Penampilan Trump di PBB Jadi Sorotan
NEW YORK, KOMPAS — Pidato Presiden Amerika Serikat Donald Trump dalam Sidang Umum Perserikatan Bangsa-Bangsa di New York, AS, Selasa (19/9) ini, akan menjadi sorotan. Isu pengungsi Myanmar, rudal Korea Utara, dan kesepakatan nuklir Iran diprediksi mengemuka dalam sidang.
Sebanyak 193 kepala negara, kepala pemerintahan, atau yang mewakili sudah tiba di New York menghadiri sidang tahunan. Delegasi Indonesia dipimpin Wakil Presiden Jusuf Kalla, yang tiba di New York hari Minggu malam. Wartawan Kompas, Andy Riza Hidayat dan Mh Samsul Hadi, dari New York melaporkan, Kalla dan delegasi Indonesia juga membawa misi menggalang dukungan agar Indonesia menjadi anggota tidak tetap Dewan Keamanan PBB.
Sidang Umum PBB kali ini berlangsung dalam situasi yang berbeda dari sebelumnya. Dunia dihadapkan pada sejumlah persoalan serius, di antaranya konflik Semenanjung Korea dan krisis kemanusiaan di Myanmar. Negara-negara juga ingin melihat lebih jauh komitmen Trump ikut mengatasi masalah dunia. "Dunia juga menunggu apakah Presiden Trump akan memaparkan materi kampanye di sidang umum kali ini atau tidak," kata Kalla.
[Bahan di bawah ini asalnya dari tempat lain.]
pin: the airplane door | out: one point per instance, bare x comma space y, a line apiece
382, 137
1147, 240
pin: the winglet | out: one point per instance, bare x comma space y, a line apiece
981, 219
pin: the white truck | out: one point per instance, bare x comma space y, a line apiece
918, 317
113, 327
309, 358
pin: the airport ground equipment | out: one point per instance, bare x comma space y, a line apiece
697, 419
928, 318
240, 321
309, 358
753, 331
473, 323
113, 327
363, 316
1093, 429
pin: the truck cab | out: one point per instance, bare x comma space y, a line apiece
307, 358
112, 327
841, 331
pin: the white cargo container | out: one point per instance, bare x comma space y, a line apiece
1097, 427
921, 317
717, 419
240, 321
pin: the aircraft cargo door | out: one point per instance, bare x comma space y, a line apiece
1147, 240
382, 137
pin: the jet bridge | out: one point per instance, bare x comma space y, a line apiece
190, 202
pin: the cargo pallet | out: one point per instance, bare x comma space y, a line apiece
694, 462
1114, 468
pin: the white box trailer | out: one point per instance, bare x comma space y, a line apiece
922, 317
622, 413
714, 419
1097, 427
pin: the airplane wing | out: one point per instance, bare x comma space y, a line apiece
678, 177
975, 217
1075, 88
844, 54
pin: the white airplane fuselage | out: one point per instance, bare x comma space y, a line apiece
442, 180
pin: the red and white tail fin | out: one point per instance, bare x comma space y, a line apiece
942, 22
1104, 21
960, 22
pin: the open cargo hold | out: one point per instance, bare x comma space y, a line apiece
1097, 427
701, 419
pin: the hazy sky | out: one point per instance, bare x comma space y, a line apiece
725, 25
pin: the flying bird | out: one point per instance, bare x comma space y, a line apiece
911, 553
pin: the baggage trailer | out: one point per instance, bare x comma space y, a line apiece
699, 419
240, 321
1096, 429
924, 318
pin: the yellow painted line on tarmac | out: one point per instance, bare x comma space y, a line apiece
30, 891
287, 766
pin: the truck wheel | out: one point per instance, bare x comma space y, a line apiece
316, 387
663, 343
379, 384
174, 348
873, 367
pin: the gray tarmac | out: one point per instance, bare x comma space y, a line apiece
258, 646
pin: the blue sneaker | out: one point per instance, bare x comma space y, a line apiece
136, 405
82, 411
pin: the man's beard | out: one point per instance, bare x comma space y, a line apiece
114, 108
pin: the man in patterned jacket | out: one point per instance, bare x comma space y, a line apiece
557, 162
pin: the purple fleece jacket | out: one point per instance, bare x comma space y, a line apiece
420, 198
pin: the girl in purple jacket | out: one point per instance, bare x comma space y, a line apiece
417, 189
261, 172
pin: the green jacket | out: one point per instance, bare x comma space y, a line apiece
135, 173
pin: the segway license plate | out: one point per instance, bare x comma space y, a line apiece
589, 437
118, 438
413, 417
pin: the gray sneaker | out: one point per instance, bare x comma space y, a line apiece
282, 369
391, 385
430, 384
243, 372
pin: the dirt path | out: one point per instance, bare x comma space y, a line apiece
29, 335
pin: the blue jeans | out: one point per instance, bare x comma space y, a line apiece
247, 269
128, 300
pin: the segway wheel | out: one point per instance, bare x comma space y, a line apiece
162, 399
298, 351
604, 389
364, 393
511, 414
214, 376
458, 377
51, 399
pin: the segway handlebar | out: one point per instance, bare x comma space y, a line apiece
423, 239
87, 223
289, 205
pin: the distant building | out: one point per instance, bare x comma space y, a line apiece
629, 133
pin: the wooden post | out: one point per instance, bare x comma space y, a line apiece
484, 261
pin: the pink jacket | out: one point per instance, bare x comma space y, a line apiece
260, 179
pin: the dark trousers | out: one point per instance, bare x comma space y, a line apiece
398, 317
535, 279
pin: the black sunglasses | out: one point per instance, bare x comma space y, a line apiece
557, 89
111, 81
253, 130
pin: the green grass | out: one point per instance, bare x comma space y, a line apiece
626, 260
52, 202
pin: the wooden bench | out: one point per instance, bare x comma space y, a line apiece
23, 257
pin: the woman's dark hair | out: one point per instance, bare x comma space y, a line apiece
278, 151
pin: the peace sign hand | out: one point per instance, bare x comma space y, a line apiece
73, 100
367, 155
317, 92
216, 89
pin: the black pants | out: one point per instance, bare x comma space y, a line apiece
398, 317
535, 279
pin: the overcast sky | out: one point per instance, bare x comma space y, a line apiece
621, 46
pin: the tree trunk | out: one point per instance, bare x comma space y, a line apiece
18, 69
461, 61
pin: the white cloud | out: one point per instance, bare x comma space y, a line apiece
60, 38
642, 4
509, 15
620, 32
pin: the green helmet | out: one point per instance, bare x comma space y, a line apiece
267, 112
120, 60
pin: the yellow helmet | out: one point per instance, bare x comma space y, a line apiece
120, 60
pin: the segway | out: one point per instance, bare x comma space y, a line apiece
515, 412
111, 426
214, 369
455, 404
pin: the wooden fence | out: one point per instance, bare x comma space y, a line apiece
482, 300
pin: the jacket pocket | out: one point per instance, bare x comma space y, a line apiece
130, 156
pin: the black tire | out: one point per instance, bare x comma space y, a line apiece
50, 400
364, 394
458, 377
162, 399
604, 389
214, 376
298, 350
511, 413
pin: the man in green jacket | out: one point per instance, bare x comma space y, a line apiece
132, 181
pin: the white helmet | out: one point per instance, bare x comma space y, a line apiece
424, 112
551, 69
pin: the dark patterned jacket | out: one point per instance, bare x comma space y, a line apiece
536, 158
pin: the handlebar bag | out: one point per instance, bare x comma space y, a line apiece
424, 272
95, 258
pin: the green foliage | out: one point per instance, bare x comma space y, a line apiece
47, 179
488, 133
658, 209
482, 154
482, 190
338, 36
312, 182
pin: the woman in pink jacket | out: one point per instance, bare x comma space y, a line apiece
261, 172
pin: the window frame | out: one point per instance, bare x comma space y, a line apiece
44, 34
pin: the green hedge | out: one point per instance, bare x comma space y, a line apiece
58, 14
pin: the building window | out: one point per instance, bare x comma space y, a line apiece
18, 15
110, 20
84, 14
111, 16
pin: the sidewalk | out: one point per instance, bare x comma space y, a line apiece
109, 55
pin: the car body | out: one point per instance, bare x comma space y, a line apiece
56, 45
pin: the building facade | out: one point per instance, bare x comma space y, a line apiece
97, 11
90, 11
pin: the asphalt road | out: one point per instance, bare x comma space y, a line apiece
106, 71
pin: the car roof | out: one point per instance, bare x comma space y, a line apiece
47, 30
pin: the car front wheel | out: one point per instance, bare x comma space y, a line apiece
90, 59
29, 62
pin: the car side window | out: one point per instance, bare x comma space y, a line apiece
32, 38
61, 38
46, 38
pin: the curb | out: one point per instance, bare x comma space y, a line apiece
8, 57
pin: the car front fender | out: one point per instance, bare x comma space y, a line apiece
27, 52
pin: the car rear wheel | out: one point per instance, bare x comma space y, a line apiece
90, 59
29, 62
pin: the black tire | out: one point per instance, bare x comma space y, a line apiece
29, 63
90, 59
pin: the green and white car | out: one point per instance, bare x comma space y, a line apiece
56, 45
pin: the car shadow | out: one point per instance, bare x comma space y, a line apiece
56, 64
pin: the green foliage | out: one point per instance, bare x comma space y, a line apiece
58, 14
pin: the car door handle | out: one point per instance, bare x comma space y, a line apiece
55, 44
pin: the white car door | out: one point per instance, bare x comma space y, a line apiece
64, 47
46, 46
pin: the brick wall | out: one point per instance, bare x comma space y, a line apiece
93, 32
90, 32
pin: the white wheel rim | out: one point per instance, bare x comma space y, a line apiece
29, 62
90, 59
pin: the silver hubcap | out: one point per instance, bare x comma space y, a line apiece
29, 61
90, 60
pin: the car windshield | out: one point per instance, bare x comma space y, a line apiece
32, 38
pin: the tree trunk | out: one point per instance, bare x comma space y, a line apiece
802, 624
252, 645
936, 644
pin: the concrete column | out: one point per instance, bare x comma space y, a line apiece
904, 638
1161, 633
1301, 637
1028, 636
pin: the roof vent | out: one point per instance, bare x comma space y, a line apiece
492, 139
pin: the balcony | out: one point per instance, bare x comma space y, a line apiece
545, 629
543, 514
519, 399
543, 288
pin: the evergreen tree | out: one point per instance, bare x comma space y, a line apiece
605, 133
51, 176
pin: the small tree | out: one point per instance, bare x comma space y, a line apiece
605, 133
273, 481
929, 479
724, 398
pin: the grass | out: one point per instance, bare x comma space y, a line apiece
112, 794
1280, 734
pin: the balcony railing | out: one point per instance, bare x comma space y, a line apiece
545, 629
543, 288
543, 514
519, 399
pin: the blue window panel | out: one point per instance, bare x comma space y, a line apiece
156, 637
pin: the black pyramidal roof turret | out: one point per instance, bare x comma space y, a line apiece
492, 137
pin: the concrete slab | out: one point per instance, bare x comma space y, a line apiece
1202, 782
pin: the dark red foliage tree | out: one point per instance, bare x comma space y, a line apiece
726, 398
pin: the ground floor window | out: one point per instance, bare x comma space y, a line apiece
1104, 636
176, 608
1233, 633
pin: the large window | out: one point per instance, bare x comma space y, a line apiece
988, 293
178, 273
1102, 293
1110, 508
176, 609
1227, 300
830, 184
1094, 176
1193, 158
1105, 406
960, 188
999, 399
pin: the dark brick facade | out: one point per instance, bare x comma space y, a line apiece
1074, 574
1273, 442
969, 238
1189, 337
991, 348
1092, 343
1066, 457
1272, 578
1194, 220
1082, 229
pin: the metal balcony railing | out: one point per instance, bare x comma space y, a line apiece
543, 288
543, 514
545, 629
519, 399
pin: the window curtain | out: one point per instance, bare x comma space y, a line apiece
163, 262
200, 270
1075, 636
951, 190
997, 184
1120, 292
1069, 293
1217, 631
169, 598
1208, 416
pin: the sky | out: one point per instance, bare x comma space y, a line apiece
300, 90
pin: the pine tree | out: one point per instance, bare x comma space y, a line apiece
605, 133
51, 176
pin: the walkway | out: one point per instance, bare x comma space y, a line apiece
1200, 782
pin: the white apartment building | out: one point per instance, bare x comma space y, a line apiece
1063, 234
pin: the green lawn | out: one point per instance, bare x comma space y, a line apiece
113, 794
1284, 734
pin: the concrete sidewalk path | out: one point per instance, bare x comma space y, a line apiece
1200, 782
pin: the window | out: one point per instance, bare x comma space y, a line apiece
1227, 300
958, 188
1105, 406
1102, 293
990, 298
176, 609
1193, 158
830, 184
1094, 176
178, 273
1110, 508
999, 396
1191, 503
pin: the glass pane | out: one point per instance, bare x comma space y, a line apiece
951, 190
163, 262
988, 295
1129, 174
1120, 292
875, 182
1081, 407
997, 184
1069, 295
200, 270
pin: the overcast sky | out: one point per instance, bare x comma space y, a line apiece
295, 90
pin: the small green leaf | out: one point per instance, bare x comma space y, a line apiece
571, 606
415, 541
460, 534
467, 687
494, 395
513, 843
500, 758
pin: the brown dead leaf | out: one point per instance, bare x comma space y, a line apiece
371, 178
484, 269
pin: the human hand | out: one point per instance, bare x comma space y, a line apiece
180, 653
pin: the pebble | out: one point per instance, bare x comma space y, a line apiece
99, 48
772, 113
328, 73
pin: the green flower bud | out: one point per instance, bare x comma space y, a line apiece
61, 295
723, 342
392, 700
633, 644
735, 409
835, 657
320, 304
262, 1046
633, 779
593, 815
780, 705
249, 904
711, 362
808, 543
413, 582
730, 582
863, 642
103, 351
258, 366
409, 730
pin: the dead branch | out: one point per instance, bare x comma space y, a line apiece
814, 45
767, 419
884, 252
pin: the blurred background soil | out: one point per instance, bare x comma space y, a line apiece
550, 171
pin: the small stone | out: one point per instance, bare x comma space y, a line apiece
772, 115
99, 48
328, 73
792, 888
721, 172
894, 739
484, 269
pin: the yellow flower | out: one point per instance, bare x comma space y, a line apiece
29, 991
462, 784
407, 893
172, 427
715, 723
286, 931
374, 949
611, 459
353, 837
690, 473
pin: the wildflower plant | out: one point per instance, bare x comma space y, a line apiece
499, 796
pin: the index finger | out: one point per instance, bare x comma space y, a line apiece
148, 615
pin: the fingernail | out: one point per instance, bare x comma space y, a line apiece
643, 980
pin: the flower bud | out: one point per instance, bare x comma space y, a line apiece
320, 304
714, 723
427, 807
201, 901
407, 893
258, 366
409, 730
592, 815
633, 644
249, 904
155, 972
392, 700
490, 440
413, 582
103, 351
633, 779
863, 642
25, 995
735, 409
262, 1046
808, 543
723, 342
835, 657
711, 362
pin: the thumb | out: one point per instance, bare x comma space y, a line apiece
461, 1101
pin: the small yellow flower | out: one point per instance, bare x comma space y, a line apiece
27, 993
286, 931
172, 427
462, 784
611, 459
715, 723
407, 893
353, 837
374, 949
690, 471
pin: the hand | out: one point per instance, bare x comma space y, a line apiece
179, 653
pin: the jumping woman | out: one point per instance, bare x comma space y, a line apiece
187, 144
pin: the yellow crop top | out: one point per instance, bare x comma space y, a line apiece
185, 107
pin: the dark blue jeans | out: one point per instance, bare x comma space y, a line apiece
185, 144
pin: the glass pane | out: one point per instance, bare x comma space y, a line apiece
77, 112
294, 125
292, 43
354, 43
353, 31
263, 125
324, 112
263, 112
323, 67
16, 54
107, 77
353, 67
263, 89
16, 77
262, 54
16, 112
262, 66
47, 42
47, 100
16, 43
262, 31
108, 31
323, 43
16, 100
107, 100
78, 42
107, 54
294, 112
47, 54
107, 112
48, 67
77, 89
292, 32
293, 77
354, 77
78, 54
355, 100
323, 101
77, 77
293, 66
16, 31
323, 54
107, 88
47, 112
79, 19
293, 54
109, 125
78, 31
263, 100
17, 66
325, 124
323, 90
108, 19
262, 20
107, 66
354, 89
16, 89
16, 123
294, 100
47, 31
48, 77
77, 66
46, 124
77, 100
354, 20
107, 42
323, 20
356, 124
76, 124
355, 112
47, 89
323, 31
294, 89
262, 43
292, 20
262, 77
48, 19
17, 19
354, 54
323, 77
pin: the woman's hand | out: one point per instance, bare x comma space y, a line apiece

Trump, yang baru delapan bulan memerintah, akan menjadi sorotan, terutama karena pernyataannya yang kerap sangat kritis terhadap PBB. Antara lain dia mengatakan lembaga ini hanya tempat berkumpul dan bersenang-senang. Trump dengan program pemerintahannya yang mengutamakan Amerika, atau America first, menyatakan akan memperhitungkan kembali kontribusi AS yang dinilainya terlalu besar untuk membiayai PBB.
"Kita selalu merasa bahwa ini merupakan pidato yang sangat diperhatikan," kata Ben Rhodes, penasihat utama mantan Presiden AS Barack Obama dan dipercaya membuat delapan pidato Obama di PBB. "Satu baris pidato di Majelis Umum bisa memberi sinyal prioritas baru terhadap isu penting, arah kebijakan baru, dan mengirim pesan terhadap komunitas diplomatik dalam beberapa bulan mendatang," katanya.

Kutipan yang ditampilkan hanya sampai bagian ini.